The  nurses from the lab came in and I could tell they were in a rush.  After getting myself settled on the skinny, cold operating table, they were able to get an IV fairly easily into my right arm, and get a more accurate temperature reading.

Per my request at every one of these procedures, I was sedated throughout the whole thing.

After it was all over, Susan Tafini, (my new nurse practitioner), came into my curtain cubicle and started asking me about my meds and such.  She said that I needed to lay off some of the steroids since my white blood cell count was TOO low, meaning, I’m very susceptible to infection.  I also had a high percentage of potassium (where the heck I could be getting too much potassium is beyond me, — OOOH Shoot!  My banana just broke off onto my keyboard, brb.)

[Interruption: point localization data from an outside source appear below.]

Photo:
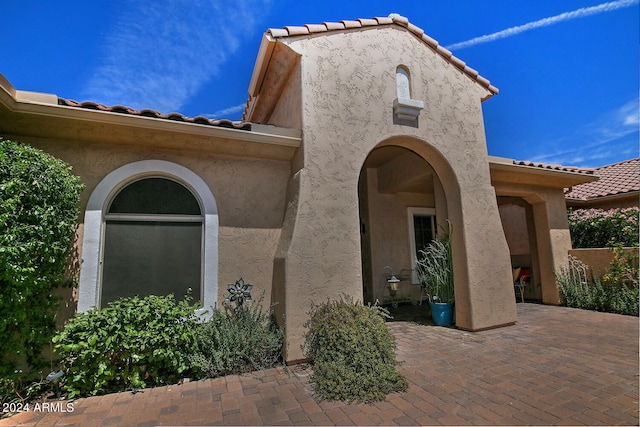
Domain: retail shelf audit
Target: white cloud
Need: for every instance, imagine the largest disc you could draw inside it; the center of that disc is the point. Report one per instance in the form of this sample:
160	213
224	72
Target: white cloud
612	137
567	16
159	54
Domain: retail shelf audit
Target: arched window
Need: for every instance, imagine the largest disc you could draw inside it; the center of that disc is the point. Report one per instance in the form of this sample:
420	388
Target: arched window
152	241
150	227
403	83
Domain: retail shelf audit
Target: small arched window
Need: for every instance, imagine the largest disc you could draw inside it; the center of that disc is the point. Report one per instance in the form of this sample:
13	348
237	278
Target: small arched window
152	241
403	83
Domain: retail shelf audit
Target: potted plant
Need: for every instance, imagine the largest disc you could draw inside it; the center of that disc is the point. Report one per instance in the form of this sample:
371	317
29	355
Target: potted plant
435	272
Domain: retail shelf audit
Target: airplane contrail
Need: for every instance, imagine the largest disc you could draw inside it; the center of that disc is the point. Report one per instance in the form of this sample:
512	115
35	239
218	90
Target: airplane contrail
567	16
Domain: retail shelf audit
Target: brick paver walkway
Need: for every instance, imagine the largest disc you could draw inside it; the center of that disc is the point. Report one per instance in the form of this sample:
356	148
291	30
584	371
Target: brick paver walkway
556	366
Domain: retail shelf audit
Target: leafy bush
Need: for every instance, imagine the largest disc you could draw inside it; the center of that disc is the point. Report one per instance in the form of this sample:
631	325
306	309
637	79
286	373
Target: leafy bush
597	228
579	291
237	340
38	217
353	352
130	344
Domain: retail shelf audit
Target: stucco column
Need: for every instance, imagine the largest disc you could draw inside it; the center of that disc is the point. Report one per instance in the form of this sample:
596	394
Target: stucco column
318	257
554	240
482	269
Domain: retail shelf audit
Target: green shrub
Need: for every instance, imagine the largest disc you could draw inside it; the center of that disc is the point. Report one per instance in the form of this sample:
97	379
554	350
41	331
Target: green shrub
579	291
238	340
353	352
597	228
38	217
131	344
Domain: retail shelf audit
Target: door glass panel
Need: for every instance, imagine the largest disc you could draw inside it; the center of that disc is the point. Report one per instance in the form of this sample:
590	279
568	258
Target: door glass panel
423	227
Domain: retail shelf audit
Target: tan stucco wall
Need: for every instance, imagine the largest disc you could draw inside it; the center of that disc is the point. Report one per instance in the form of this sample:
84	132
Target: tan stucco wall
250	196
551	231
514	221
347	112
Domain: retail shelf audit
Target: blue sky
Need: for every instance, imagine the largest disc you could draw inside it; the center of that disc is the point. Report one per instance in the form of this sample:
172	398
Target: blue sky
568	71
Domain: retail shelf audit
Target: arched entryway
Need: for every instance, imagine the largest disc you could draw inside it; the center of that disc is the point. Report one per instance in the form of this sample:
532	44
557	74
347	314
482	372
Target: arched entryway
402	207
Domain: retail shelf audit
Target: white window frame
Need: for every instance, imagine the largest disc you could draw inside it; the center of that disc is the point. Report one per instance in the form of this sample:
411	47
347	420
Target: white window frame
411	213
89	288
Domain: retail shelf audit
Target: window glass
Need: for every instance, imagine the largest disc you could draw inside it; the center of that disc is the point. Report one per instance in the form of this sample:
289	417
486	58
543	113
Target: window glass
152	242
155	196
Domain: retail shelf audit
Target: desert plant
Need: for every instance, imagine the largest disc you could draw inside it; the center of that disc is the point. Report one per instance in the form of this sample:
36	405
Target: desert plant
580	291
353	352
237	340
435	270
38	217
598	228
130	344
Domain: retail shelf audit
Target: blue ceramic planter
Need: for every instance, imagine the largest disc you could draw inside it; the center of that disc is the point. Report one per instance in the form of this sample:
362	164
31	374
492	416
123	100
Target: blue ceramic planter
442	313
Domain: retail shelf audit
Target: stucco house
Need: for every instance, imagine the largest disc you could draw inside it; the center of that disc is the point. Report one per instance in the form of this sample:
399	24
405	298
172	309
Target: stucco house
359	140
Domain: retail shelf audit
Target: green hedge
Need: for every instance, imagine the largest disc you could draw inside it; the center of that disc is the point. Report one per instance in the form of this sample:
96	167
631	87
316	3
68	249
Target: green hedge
598	228
38	218
133	343
353	352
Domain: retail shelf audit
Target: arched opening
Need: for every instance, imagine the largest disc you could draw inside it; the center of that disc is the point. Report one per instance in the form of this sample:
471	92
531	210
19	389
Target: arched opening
402	205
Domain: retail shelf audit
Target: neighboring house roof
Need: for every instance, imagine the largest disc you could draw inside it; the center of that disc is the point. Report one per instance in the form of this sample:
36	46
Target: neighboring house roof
201	120
615	179
393	19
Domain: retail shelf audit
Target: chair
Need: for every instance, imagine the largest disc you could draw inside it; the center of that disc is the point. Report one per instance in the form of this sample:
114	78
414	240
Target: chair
520	278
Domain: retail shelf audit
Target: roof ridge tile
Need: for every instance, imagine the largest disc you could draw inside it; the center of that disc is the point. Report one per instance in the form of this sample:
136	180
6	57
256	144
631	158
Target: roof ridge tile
393	18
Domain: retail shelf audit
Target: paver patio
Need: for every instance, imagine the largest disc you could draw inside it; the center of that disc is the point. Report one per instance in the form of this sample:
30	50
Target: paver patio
556	366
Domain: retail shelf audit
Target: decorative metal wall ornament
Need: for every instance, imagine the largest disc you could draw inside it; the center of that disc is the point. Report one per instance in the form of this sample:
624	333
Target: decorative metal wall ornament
239	292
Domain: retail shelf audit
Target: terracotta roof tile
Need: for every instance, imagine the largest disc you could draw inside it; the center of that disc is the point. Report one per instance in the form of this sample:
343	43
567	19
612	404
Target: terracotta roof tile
392	19
119	109
561	168
617	178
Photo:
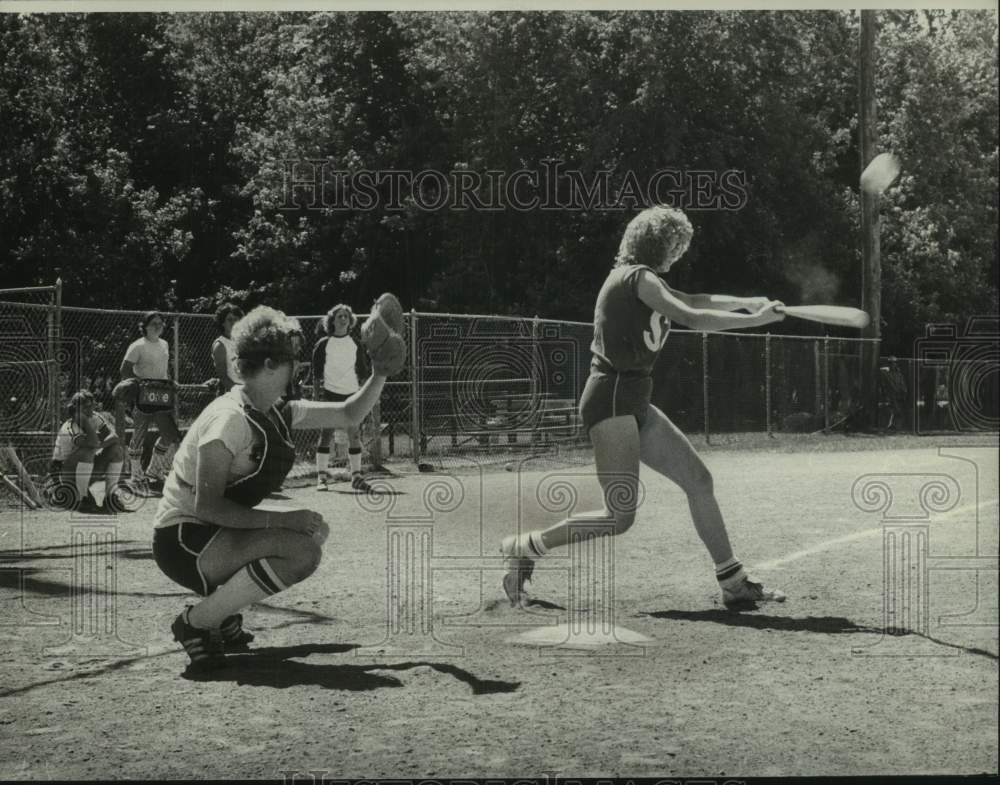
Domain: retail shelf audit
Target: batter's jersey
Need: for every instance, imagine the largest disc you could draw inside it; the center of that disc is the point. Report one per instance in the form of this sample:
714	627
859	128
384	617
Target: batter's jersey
628	334
150	359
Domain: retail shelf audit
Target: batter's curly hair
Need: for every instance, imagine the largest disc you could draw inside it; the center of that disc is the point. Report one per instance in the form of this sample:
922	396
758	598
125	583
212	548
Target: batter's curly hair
325	326
224	312
265	333
657	237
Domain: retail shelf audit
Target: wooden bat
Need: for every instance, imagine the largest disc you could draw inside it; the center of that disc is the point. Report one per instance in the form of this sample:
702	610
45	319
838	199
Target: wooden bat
828	314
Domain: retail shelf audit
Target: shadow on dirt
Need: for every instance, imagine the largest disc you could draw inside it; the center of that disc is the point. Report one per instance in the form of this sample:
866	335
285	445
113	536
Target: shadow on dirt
759	621
274	667
831	625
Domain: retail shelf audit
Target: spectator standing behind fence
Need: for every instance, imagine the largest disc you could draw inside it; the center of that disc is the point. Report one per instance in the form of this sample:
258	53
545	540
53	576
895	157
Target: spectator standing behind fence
895	393
147	387
338	368
223	348
86	445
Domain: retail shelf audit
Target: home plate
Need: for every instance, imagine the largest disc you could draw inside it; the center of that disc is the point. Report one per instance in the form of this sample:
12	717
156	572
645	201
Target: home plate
575	636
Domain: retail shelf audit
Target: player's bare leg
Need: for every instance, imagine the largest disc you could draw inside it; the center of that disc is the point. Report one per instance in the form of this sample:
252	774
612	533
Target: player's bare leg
666	450
616	455
354	460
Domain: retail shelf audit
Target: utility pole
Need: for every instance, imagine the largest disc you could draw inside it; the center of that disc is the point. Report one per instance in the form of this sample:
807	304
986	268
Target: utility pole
871	288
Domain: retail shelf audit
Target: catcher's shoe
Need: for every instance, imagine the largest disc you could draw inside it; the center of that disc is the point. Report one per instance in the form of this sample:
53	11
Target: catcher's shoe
748	594
204	647
234	637
519	571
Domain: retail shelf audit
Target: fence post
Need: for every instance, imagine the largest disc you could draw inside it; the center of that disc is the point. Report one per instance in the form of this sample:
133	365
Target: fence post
177	365
767	381
826	382
414	389
704	380
53	365
817	379
376	449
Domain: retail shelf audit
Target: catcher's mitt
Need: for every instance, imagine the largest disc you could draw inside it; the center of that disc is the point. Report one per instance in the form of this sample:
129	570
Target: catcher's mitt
380	336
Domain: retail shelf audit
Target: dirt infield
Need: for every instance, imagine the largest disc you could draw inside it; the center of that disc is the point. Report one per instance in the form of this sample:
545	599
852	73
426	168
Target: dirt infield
396	658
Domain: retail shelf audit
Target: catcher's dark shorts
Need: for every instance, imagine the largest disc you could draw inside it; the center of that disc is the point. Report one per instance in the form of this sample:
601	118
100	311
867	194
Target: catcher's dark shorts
177	549
614	395
326	395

My echocardiogram, for some reason, occurred much later than usual.  At 11:30, the guy peeked in and said he’d be back in half an hour to take me.  Starving, I instantly called my mom and asked her to go down to the cafeteria to get me something hot to eat.  (It was either that or have one of the dull sandwich’s the hospital serves.)   My wonderful, dutiful mother delivered the perfect little lunch to tied me over for a couple hours. 

The echo guy told me that my heart was actually pumping better than it should (the ejection fraction rate was about 70%), which meant that I was basically dehydrated. As he put it, “My heart was thirsty.”

I could tell it was finally October.  The weather was cold, wet, and dreary — I loved it!

Thank God for another day on my second lease on life!